Bundestag berät über die Fortführung der Bundeswehreinsätze im Südsudan und in Darfur

10.11.2014
2023-08-30T12:26:22.7200Z
4 Min

Von vergessenen Konflikten ist die Rede, von Katastrophen, die es im Schatten von Syrien, Irak oder Ebola kaum in die Schlagzeilen schaffen. Vergangene Woche beriet der Bundestag über zwei Anträge der Bundesregierung (18/3005; 18/3006) zur Fortsetzung der Bundeswehreinsätze im Südsudan (UNMISS) und in Darfur (UNAMID).

Frithjof Schmidt (Bündnis 90/Die Grünen) erinnerte daran, dass die Vereinten Nationen die Lage im Südsudan neben den Konflikten im Nahen Osten und in der Zentralafrikanischen Republik „als eine der schwersten humanitären Krisen auf dieser Welt“ einschätzen würden: 1,9 Millionen Menschen seien infolge der bewaffneten Auseinandersetzung zwischen dem Lager des Präsidenten Kiir und des ehemaligen Vizepräsidenten Machar vertrieben worden, 3,8 Millionen Menschen seien auf humanitäre Hilfe angewiesen – und dennoch komme diese Entwicklung in den Nachrichten kaum vor. „Man nennt das den CNN-Effekt: Wenn CNN nicht mehr berichtet, dann haben wir es mit einer schon fast vergessenen Krise zu tun“, sagte Schmidt.

Ralf Brauksiepe (CDU), Parlamentarischer Staatssekretär im Verteidigungsministerium, sprach von einer „traurigen Entwicklung, wenn man an den hoffnungsvollen Aufbruch vor drei Jahren denkt, als der Südsudan nach einer langen Periode von Auseinandersetzungen in die Unabhängigkeit entlassen wurde“. Mit der Neuausrichtung des UNMISS-Mandats durch den UN-Sicherheitsrat seien die Aufgaben klar auf den Schutz der Zivilbevölkerung fokussiert, die Zahl der von der internationalen Staatengemeinschaft einzusetzenden Soldaten deutlich erhöht worden.

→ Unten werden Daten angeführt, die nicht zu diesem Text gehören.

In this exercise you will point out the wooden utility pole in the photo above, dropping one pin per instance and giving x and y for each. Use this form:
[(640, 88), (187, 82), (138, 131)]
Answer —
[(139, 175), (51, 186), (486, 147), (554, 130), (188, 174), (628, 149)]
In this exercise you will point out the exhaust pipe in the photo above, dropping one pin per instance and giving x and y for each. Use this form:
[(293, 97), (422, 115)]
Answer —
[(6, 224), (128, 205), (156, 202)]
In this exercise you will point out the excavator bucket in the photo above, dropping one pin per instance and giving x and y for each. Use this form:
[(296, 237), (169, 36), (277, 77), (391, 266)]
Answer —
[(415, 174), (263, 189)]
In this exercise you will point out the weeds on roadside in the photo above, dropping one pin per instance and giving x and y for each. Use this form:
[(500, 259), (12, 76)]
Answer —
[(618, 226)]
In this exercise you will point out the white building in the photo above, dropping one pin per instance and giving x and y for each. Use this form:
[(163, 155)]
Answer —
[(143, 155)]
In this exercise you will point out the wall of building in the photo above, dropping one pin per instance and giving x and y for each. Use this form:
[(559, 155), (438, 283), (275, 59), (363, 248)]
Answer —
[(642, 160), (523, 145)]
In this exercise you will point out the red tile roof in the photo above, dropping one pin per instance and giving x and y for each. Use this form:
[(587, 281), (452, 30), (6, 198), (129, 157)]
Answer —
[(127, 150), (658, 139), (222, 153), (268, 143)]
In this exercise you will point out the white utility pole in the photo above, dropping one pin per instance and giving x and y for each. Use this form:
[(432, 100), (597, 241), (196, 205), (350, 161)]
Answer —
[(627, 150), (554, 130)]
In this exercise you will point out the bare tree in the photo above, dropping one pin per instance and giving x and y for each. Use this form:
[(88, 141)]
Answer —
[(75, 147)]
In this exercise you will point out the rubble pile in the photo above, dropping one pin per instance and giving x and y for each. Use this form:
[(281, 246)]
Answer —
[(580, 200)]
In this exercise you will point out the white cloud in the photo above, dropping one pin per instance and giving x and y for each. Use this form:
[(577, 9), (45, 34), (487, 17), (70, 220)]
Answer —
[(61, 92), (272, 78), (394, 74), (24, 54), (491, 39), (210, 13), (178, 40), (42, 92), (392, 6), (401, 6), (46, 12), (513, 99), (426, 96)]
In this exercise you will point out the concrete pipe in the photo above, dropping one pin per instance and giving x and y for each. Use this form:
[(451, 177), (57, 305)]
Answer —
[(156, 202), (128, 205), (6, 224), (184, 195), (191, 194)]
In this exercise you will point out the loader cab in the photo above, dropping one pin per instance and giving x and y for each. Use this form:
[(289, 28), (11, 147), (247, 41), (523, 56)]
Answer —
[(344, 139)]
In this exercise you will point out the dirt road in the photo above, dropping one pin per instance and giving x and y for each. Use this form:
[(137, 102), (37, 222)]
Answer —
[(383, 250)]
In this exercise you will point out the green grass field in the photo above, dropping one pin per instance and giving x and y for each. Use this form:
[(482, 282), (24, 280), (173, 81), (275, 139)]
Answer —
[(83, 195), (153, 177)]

Waffenembargo Genau daran störte sich Jan van Aken (Die Linke): „Mehr Soldaten, weniger Staatsaufbau. Wir lehnen diesen Fokus auf das Militärische ab.“ UNMISS sei von Anfang an ein „Mandat in Schieflage gewesen“ – und das liege auch daran, dass die südsudanesische Regierung unter Salva Kiir „damals wie heute Teil des Problems“ sei. Van Aken forderte ein Waffenembargo. „Sorgen Sie dafür, dass der Zufluss an Waffen und Munition in den Südsudan gestoppt wird!“

Dieser Forderung schloss sich Frithjof Schmidt zwar an, er sagte aber auch: „Ein Abzug oder auch nur eine Schwächung von UNMISS hätte grauenvolle Konsequenzen.“ Fakt sei, dass 100.000 Menschen in UNMISS-Camps Schutz gefunden hätten. „Das allein ist doch Grund genug für eine Fortsetzung dieses Einsatzes.“

Roderich Kiesewetter (CDU) betonte, dass die UN hier kein militärisches Mandat verfolgen, sondern Militär im Rahmen eines ganzheitlichen Ansatzes Unterstützung leisten würden. Dies zeige sich auch in den Hilfen von deutscher Seite: Für die Beteiligung der Bundeswehr seien eine Million Euro eingeplant, während 40 Millionen Euro für humanitäre Hilfe bereitgestellt würden: „Ein Verhältnis von 1 zu 40. Nennen Sie mir einen Einsatz, wo dieses Verhältnis noch einmal erreicht wird!“, sagte Kiesewetter.

Laut Antrag der Bundesregierung soll sich die Bundeswehr bei UNMISS bei der Wahrnehmung von „Führungs-, Verbindungs-, Beratungs- und Unterstützungsaufgaben“ beteiligen sowie bei der technischen Ausrüstung und Ausbildung truppenstellender Nationen helfen. Die Zusatzausgaben für den Einsatz von bis zu 50 Soldaten längstens bis zum 31. Dezember 2015 beziffert die Bundesregierung auf rund eine Million Euro.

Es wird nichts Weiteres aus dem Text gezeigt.